SA : Aux autres. Il est effet inconsidéré de rider pour toi en égoïste en sachant que tu peux mettre en danger tes copains, les autres skieurs du domaine et les sauveteurs. Si tu veux aller tester le casse pipe, OK, mais c'est de l'homicide involontaire que de ne pas penser à tous ceux que ça peut toucher. La sécurité, ça passe par la formation, c’est apprendre à dire NON.

MG : A ton avis, le matériel de sécurité, ça doit protéger contre quoi?
SA : Le matériel de sécurité ne protège pas mais sauve, c'est donc des instruments passifs qui sont utilisés après coup. Donc ça ne protège pas, la seule protection, c’est le comportement du rideur.

MG : Cela s'adresse à qui?
SA : Le classique pack ARVA/pelle/sonde(1), qui est la base pour sortir des pistes, s'adresse à tout les rideurs sans exception, dès qu’ils sortent du domaine balisé, pour autant qu'ils aient appris à s'en servir.

MG : Si on devait dresser un inventaire du matériel de sécurité à emporter avec soi… Tout d’abord, qu’est-ce que tu emportes avec toi quand tu restes sur les pistes ?
SA : Natel et couverture isolante(2).

MG : Et quand tu sors hors-piste?
SA : ARVA, pelle, sonde, couverture isolante, Natel.

MG : En contest?
SA : Idem plus casque et protection dorsale(3).

MG : Et finalement, qu'est-ce qui manque à ta panoplie?
SA : Airbag du skieur et gilet filtre(1).

MG : Equipé comme ça, tu te sens à l’abri des pépins ?
SA : Oh, tu sais, je suis passé dans deux coulées et une petite avalanche, et le plus grand secours est venu de mes copains. On n’a heureusement pas eu besoin de se servir du matos de sécurité mais on était prêt. La montagne ne fait pas différence entre le novice et l'expert.
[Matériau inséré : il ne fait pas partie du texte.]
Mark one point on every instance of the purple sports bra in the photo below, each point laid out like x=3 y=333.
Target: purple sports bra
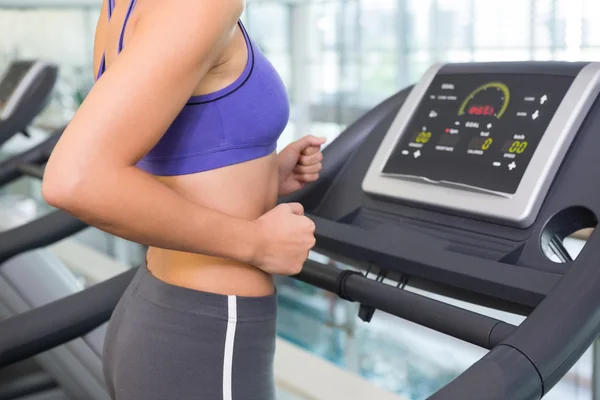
x=238 y=123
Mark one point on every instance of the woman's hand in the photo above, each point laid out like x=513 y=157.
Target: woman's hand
x=284 y=237
x=299 y=164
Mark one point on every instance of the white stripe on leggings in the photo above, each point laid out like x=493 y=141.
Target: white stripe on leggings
x=229 y=340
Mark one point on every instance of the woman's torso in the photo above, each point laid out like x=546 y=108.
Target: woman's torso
x=246 y=190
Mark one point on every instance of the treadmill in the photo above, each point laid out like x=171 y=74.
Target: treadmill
x=25 y=90
x=465 y=185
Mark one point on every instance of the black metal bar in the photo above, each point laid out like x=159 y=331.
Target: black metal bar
x=27 y=385
x=38 y=233
x=418 y=255
x=463 y=324
x=10 y=169
x=31 y=333
x=35 y=171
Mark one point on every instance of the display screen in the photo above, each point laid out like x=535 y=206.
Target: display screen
x=478 y=130
x=11 y=81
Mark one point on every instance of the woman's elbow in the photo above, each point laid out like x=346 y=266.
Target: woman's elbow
x=61 y=190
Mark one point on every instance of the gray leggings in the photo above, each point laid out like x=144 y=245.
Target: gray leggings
x=172 y=343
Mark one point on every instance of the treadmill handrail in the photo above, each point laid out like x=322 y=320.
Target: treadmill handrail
x=11 y=170
x=415 y=258
x=38 y=233
x=28 y=334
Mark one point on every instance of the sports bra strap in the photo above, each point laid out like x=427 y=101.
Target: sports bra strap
x=111 y=7
x=129 y=12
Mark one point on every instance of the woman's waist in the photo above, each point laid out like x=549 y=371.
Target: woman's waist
x=209 y=274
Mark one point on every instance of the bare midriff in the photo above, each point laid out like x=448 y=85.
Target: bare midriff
x=246 y=190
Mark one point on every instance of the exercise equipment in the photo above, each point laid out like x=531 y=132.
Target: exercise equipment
x=25 y=90
x=465 y=185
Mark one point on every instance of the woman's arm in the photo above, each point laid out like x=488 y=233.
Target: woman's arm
x=92 y=175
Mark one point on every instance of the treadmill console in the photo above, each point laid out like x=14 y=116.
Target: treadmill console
x=485 y=141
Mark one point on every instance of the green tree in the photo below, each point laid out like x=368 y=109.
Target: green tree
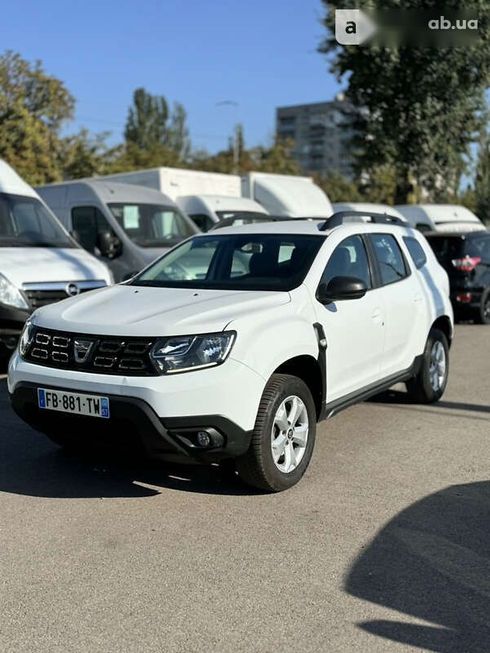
x=33 y=107
x=482 y=179
x=420 y=107
x=85 y=155
x=152 y=128
x=146 y=125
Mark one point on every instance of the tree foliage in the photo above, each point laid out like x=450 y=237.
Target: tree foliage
x=150 y=125
x=482 y=179
x=420 y=107
x=33 y=107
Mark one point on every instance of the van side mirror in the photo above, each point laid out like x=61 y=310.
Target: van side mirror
x=109 y=244
x=340 y=288
x=75 y=235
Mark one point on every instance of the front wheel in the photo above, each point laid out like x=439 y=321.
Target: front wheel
x=429 y=384
x=283 y=438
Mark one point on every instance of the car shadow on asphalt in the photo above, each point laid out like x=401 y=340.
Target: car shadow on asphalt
x=432 y=562
x=400 y=398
MG : Mais alors, à quoi ça sert de se former, si la montagne ne fait pas de différence ?
SA : C'est comme conduire sa voiture sans permis, tu sais la manier mais tu ne connais pas les règles, et c'est hors-la-loi. Pour le matériel de sécurité et la connaissance de la montagne, c'est idem. Chaque début de saison on teste tout le matos, on organise des cours avalanche pour les membres de l'assoc’. D’ailleurs, j'ai une formation plus poussée pour la patente de ski (diplôme suisse), équivalente à celle de guide.

MG : Tu disais que ce sont tes copains qui t’ont tiré des avalanches. Donc, le freeride, tu pratiques plutôt à plusieurs?
SA : C’est ça. Je ne skie pour ainsi dire jamais seul en hors piste. De toute façon à plusieurs on s'amuse plus. En règle générale il faudrait suivre la consigne suivante : minimum trois, maximum six.

MG : Et entre vous trois, ou vous six, est-ce que le matos de sécurité est un sujet de conversation ?
SA : Plus que les skis en tout cas, car on est conscients du prix de la vie !

MG : A propos de prix, pour les petits budgets, dans quel ordre faut-il acheter le matos?
SA : En numéro 1 , je mettrais l’ARVA, puis, en numéro 2, la pelle et la sonde, et enfin, en numéro 3, le reste (gilet, airbag, ballon ficelle, casque et protection dorsale…). Mais en règle générale les n°1 et n°2 sont inutiles l'un sans l'autre.

MG : Et pour finir, si tu avais deux conseils à donner à une personne qui désire s'équiper, ce qu’il faut faire, et ce qu’il ne faut pas faire?
SA : Ce qu’il faut faire, c’est voir un spécialiste, éviter les grandes surfaces, et suivre les tests officiels effectués par des organismes reconnus(4). Ce qu’il ne faut pas faire, c’est racheter du matos d'occasion, et surtout pas sans mode d'emploi.